Job Summary
As a PySpark Developer, you will be responsible for building and optimizing data pipelines that ingest massive datasets from Hadoop systems. Your primary focus will be on scanning dataset fields to detect Personally Identifiable Information (PII), integrating tokenization services for data anonymization, and ensuring high-performance query execution. This role requires expertise in big data technologies, Python, and Apache Spark, with a strong emphasis on scalability, efficiency, and data security.
Key Responsibilities
- Design, develop, and maintain PySpark-based ETL pipelines to read and process high volumes of multiple datasets from Hadoop Distributed File System (HDFS).
- Analyze and traverse multiple fields within datasets to identify attributes containing PII data, using pattern matching, rules-based logic, or machine learning-assisted detection where applicable.

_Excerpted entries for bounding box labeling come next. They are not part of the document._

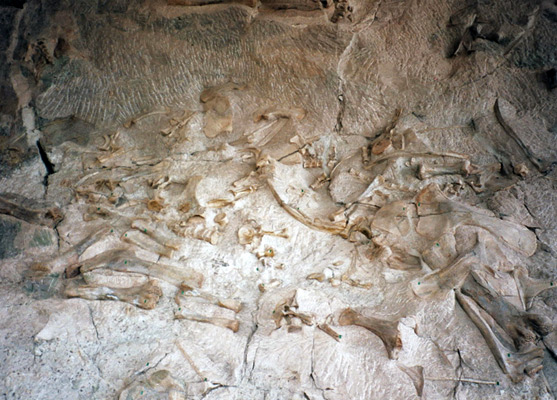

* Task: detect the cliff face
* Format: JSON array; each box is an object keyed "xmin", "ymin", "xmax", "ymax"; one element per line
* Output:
[{"xmin": 0, "ymin": 0, "xmax": 557, "ymax": 400}]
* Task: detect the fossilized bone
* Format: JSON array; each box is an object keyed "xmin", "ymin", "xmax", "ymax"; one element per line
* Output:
[
  {"xmin": 317, "ymin": 323, "xmax": 340, "ymax": 342},
  {"xmin": 161, "ymin": 111, "xmax": 195, "ymax": 137},
  {"xmin": 64, "ymin": 281, "xmax": 162, "ymax": 310},
  {"xmin": 513, "ymin": 266, "xmax": 557, "ymax": 310},
  {"xmin": 238, "ymin": 225, "xmax": 290, "ymax": 246},
  {"xmin": 261, "ymin": 0, "xmax": 323, "ymax": 11},
  {"xmin": 120, "ymin": 230, "xmax": 174, "ymax": 258},
  {"xmin": 456, "ymin": 290, "xmax": 543, "ymax": 382},
  {"xmin": 75, "ymin": 249, "xmax": 204, "ymax": 287},
  {"xmin": 131, "ymin": 219, "xmax": 180, "ymax": 250},
  {"xmin": 0, "ymin": 193, "xmax": 64, "ymax": 228},
  {"xmin": 99, "ymin": 131, "xmax": 121, "ymax": 153},
  {"xmin": 168, "ymin": 215, "xmax": 220, "ymax": 245},
  {"xmin": 411, "ymin": 252, "xmax": 479, "ymax": 298},
  {"xmin": 199, "ymin": 82, "xmax": 245, "ymax": 138},
  {"xmin": 174, "ymin": 311, "xmax": 240, "ymax": 333},
  {"xmin": 213, "ymin": 212, "xmax": 228, "ymax": 227},
  {"xmin": 418, "ymin": 160, "xmax": 472, "ymax": 179},
  {"xmin": 415, "ymin": 184, "xmax": 537, "ymax": 256},
  {"xmin": 338, "ymin": 308, "xmax": 402, "ymax": 360},
  {"xmin": 167, "ymin": 0, "xmax": 257, "ymax": 7},
  {"xmin": 175, "ymin": 282, "xmax": 242, "ymax": 313},
  {"xmin": 397, "ymin": 364, "xmax": 424, "ymax": 397},
  {"xmin": 493, "ymin": 99, "xmax": 551, "ymax": 172},
  {"xmin": 35, "ymin": 228, "xmax": 109, "ymax": 278},
  {"xmin": 461, "ymin": 272, "xmax": 555, "ymax": 351}
]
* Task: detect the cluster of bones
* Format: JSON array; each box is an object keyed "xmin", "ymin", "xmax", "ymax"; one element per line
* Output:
[{"xmin": 15, "ymin": 84, "xmax": 554, "ymax": 392}]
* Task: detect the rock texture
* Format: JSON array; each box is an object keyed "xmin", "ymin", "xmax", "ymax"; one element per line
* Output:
[{"xmin": 0, "ymin": 0, "xmax": 557, "ymax": 400}]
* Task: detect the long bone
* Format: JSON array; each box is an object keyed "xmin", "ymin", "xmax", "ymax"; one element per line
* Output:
[
  {"xmin": 174, "ymin": 312, "xmax": 240, "ymax": 333},
  {"xmin": 456, "ymin": 290, "xmax": 543, "ymax": 383},
  {"xmin": 418, "ymin": 160, "xmax": 472, "ymax": 180},
  {"xmin": 461, "ymin": 272, "xmax": 554, "ymax": 350},
  {"xmin": 0, "ymin": 193, "xmax": 63, "ymax": 228},
  {"xmin": 338, "ymin": 308, "xmax": 402, "ymax": 360},
  {"xmin": 65, "ymin": 281, "xmax": 162, "ymax": 310},
  {"xmin": 120, "ymin": 230, "xmax": 174, "ymax": 258},
  {"xmin": 411, "ymin": 251, "xmax": 479, "ymax": 298},
  {"xmin": 132, "ymin": 219, "xmax": 180, "ymax": 250},
  {"xmin": 513, "ymin": 267, "xmax": 557, "ymax": 310},
  {"xmin": 75, "ymin": 249, "xmax": 203, "ymax": 287},
  {"xmin": 175, "ymin": 282, "xmax": 242, "ymax": 313}
]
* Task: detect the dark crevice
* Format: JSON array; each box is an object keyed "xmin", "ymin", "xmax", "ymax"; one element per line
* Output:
[{"xmin": 37, "ymin": 140, "xmax": 56, "ymax": 186}]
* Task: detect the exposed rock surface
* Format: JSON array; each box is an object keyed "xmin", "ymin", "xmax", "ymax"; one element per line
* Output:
[{"xmin": 0, "ymin": 0, "xmax": 557, "ymax": 400}]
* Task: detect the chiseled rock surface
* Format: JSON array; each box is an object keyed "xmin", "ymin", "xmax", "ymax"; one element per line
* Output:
[{"xmin": 0, "ymin": 0, "xmax": 557, "ymax": 400}]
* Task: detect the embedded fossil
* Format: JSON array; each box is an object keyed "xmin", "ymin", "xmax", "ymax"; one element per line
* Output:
[
  {"xmin": 0, "ymin": 193, "xmax": 63, "ymax": 228},
  {"xmin": 64, "ymin": 281, "xmax": 162, "ymax": 310},
  {"xmin": 176, "ymin": 282, "xmax": 242, "ymax": 313},
  {"xmin": 75, "ymin": 249, "xmax": 204, "ymax": 287},
  {"xmin": 175, "ymin": 312, "xmax": 240, "ymax": 333},
  {"xmin": 338, "ymin": 308, "xmax": 402, "ymax": 360}
]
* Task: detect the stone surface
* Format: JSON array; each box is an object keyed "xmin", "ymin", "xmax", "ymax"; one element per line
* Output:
[{"xmin": 0, "ymin": 0, "xmax": 557, "ymax": 400}]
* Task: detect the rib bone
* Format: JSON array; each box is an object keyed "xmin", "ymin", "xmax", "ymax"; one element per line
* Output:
[
  {"xmin": 76, "ymin": 249, "xmax": 203, "ymax": 287},
  {"xmin": 176, "ymin": 282, "xmax": 242, "ymax": 313},
  {"xmin": 65, "ymin": 281, "xmax": 162, "ymax": 310},
  {"xmin": 411, "ymin": 253, "xmax": 479, "ymax": 298},
  {"xmin": 456, "ymin": 291, "xmax": 543, "ymax": 383},
  {"xmin": 175, "ymin": 313, "xmax": 240, "ymax": 333},
  {"xmin": 338, "ymin": 308, "xmax": 402, "ymax": 360},
  {"xmin": 120, "ymin": 230, "xmax": 174, "ymax": 258}
]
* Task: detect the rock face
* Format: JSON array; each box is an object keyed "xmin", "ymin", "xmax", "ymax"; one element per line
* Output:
[{"xmin": 0, "ymin": 0, "xmax": 557, "ymax": 400}]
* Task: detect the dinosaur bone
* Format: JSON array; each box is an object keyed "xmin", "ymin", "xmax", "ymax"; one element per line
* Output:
[
  {"xmin": 176, "ymin": 282, "xmax": 242, "ymax": 313},
  {"xmin": 456, "ymin": 290, "xmax": 543, "ymax": 383},
  {"xmin": 174, "ymin": 312, "xmax": 240, "ymax": 333},
  {"xmin": 64, "ymin": 281, "xmax": 162, "ymax": 310},
  {"xmin": 75, "ymin": 249, "xmax": 203, "ymax": 287},
  {"xmin": 338, "ymin": 308, "xmax": 402, "ymax": 360}
]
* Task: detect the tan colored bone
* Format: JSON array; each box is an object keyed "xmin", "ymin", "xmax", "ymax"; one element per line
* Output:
[
  {"xmin": 339, "ymin": 308, "xmax": 402, "ymax": 360},
  {"xmin": 397, "ymin": 364, "xmax": 424, "ymax": 397},
  {"xmin": 0, "ymin": 193, "xmax": 63, "ymax": 228},
  {"xmin": 132, "ymin": 219, "xmax": 180, "ymax": 250},
  {"xmin": 418, "ymin": 160, "xmax": 472, "ymax": 179},
  {"xmin": 176, "ymin": 282, "xmax": 242, "ymax": 313},
  {"xmin": 65, "ymin": 281, "xmax": 162, "ymax": 310},
  {"xmin": 513, "ymin": 267, "xmax": 557, "ymax": 310},
  {"xmin": 120, "ymin": 230, "xmax": 174, "ymax": 258},
  {"xmin": 175, "ymin": 313, "xmax": 240, "ymax": 333},
  {"xmin": 456, "ymin": 291, "xmax": 543, "ymax": 383},
  {"xmin": 317, "ymin": 323, "xmax": 340, "ymax": 342},
  {"xmin": 80, "ymin": 249, "xmax": 204, "ymax": 287},
  {"xmin": 411, "ymin": 254, "xmax": 479, "ymax": 299}
]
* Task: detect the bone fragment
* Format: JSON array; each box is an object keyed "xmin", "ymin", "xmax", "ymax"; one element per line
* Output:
[
  {"xmin": 65, "ymin": 281, "xmax": 162, "ymax": 310},
  {"xmin": 397, "ymin": 364, "xmax": 424, "ymax": 397},
  {"xmin": 338, "ymin": 308, "xmax": 402, "ymax": 360},
  {"xmin": 456, "ymin": 291, "xmax": 543, "ymax": 383},
  {"xmin": 418, "ymin": 160, "xmax": 472, "ymax": 180},
  {"xmin": 411, "ymin": 254, "xmax": 479, "ymax": 298},
  {"xmin": 176, "ymin": 282, "xmax": 242, "ymax": 313},
  {"xmin": 120, "ymin": 230, "xmax": 174, "ymax": 258},
  {"xmin": 167, "ymin": 0, "xmax": 257, "ymax": 7},
  {"xmin": 175, "ymin": 313, "xmax": 240, "ymax": 333},
  {"xmin": 132, "ymin": 219, "xmax": 180, "ymax": 250},
  {"xmin": 317, "ymin": 323, "xmax": 340, "ymax": 342},
  {"xmin": 76, "ymin": 249, "xmax": 204, "ymax": 287},
  {"xmin": 513, "ymin": 267, "xmax": 557, "ymax": 310},
  {"xmin": 461, "ymin": 273, "xmax": 555, "ymax": 350},
  {"xmin": 0, "ymin": 193, "xmax": 64, "ymax": 228},
  {"xmin": 213, "ymin": 212, "xmax": 228, "ymax": 227}
]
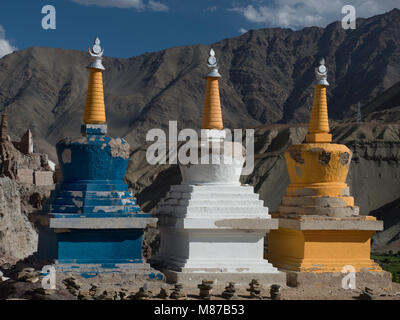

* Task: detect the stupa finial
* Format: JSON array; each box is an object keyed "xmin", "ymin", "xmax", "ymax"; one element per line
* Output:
[
  {"xmin": 201, "ymin": 48, "xmax": 224, "ymax": 130},
  {"xmin": 306, "ymin": 58, "xmax": 332, "ymax": 143},
  {"xmin": 315, "ymin": 58, "xmax": 329, "ymax": 86},
  {"xmin": 206, "ymin": 48, "xmax": 221, "ymax": 78},
  {"xmin": 89, "ymin": 37, "xmax": 105, "ymax": 70},
  {"xmin": 83, "ymin": 37, "xmax": 106, "ymax": 125}
]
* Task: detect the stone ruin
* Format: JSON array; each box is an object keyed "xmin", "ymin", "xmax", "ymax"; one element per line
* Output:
[{"xmin": 0, "ymin": 113, "xmax": 55, "ymax": 186}]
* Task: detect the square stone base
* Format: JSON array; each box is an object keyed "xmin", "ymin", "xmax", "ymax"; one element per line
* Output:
[
  {"xmin": 265, "ymin": 228, "xmax": 382, "ymax": 273},
  {"xmin": 281, "ymin": 270, "xmax": 392, "ymax": 291},
  {"xmin": 161, "ymin": 270, "xmax": 286, "ymax": 290},
  {"xmin": 53, "ymin": 262, "xmax": 165, "ymax": 285}
]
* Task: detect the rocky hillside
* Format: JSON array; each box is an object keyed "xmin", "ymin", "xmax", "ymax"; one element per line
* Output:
[
  {"xmin": 0, "ymin": 177, "xmax": 38, "ymax": 259},
  {"xmin": 0, "ymin": 9, "xmax": 400, "ymax": 160},
  {"xmin": 126, "ymin": 122, "xmax": 400, "ymax": 252},
  {"xmin": 126, "ymin": 123, "xmax": 400, "ymax": 214}
]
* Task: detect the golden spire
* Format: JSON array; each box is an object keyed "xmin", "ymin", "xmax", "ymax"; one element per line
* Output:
[
  {"xmin": 83, "ymin": 38, "xmax": 106, "ymax": 124},
  {"xmin": 201, "ymin": 49, "xmax": 224, "ymax": 130},
  {"xmin": 306, "ymin": 59, "xmax": 332, "ymax": 143}
]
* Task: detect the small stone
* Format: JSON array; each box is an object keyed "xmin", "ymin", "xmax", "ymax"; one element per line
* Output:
[
  {"xmin": 156, "ymin": 288, "xmax": 169, "ymax": 299},
  {"xmin": 357, "ymin": 287, "xmax": 375, "ymax": 300},
  {"xmin": 35, "ymin": 288, "xmax": 57, "ymax": 296},
  {"xmin": 246, "ymin": 279, "xmax": 263, "ymax": 299},
  {"xmin": 17, "ymin": 268, "xmax": 39, "ymax": 283},
  {"xmin": 197, "ymin": 280, "xmax": 214, "ymax": 300},
  {"xmin": 269, "ymin": 284, "xmax": 282, "ymax": 300},
  {"xmin": 25, "ymin": 277, "xmax": 40, "ymax": 283},
  {"xmin": 134, "ymin": 286, "xmax": 152, "ymax": 300},
  {"xmin": 169, "ymin": 283, "xmax": 187, "ymax": 300},
  {"xmin": 63, "ymin": 277, "xmax": 82, "ymax": 290},
  {"xmin": 221, "ymin": 282, "xmax": 238, "ymax": 300}
]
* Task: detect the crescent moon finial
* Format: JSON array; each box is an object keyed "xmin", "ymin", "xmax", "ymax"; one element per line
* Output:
[
  {"xmin": 89, "ymin": 37, "xmax": 105, "ymax": 70},
  {"xmin": 206, "ymin": 48, "xmax": 221, "ymax": 78},
  {"xmin": 315, "ymin": 58, "xmax": 329, "ymax": 86}
]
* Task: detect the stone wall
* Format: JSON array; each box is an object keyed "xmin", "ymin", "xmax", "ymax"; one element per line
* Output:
[{"xmin": 0, "ymin": 177, "xmax": 38, "ymax": 259}]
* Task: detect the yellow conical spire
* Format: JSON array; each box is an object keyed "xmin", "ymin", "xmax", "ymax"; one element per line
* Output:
[
  {"xmin": 83, "ymin": 38, "xmax": 106, "ymax": 124},
  {"xmin": 201, "ymin": 49, "xmax": 224, "ymax": 130},
  {"xmin": 306, "ymin": 59, "xmax": 332, "ymax": 143}
]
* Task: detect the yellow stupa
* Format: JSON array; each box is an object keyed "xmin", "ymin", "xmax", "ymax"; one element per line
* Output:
[
  {"xmin": 266, "ymin": 60, "xmax": 383, "ymax": 273},
  {"xmin": 83, "ymin": 38, "xmax": 106, "ymax": 124},
  {"xmin": 201, "ymin": 49, "xmax": 224, "ymax": 130}
]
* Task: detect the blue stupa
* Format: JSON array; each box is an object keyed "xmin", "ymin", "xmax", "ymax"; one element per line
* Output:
[{"xmin": 37, "ymin": 39, "xmax": 161, "ymax": 278}]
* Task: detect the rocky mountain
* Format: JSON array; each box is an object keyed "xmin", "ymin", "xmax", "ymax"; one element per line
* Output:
[
  {"xmin": 126, "ymin": 121, "xmax": 400, "ymax": 252},
  {"xmin": 0, "ymin": 9, "xmax": 400, "ymax": 160}
]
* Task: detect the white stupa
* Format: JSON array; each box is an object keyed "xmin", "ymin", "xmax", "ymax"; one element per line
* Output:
[{"xmin": 151, "ymin": 49, "xmax": 286, "ymax": 285}]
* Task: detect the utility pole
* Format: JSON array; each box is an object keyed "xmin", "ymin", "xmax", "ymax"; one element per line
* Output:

- Integrate and call external tokenization services to tokenize sensitive PII data for secure storage and processing, as well as de-tokenize data when required for authorized access.
- Optimize PySpark queries and data processing workflows to handle huge volumes of data efficiently, minimizing latency and resource consumption.
- Collaborate with data architects, security teams, and stakeholders to ensure compliance with data privacy regulations (e.g., GDPR, CCPA).
- Monitor and troubleshoot data pipeline performance, implementing best practices for partitioning, caching, and join optimizations in PySpark.
- Document code, processes, and data flows to support team knowledge sharing and maintainability.
- Participate in code reviews, testing, and deployment of data solutions in a CI/CD environment.
Required Qualifications and Skills
- Bachelor's or Master's degree in Computer Science, Data Engineering, or a related field.
- 3+ years of hands-on experience with Apache Spark and PySpark for big data processing.
- Advanced proficiency in Python for data processing, scripting, and integration with Spark applications.
- Proven expertise in working with Hadoop ecosystems, including HDFS, YARN, and related tools.
- Strong understanding of data privacy concepts, including PII identification techniques (e.g., regex patterns, entity recognition).
- Experience integrating APIs or services for tokenization/de-tokenization (e.g., via RESTful services or cloud-based tools like AWS Macie or custom microservices).
- Deep knowledge of handling large-scale data volumes, including data partitioning, shuffling, and broadcast joins in Spark.
- Acute awareness of query optimization strategies, such as cost-based optimization, predicate pushdown, and tuning Spark configurations (e.g., executor memory, parallelism).
- Proficiency in SQL for data querying.
- Experience with version control systems (e.g., Git) and agile methodologies.
Preferred Qualifications
- Certifications in big data technologies (e.g., Databricks Certified Developer for Apache Spark, Cloudera Certified Data Engineer).
- Familiarity with cloud platforms like AWS, Azure, or GCP for big data processing.
- Knowledge of additional data security tools or frameworks (e.g., Apache Ranger, Kerberos for authentication).
- Experience with machine learning libraries in PySpark (e.g., MLlib) for advanced PII detection.
- Background in data governance or compliance roles.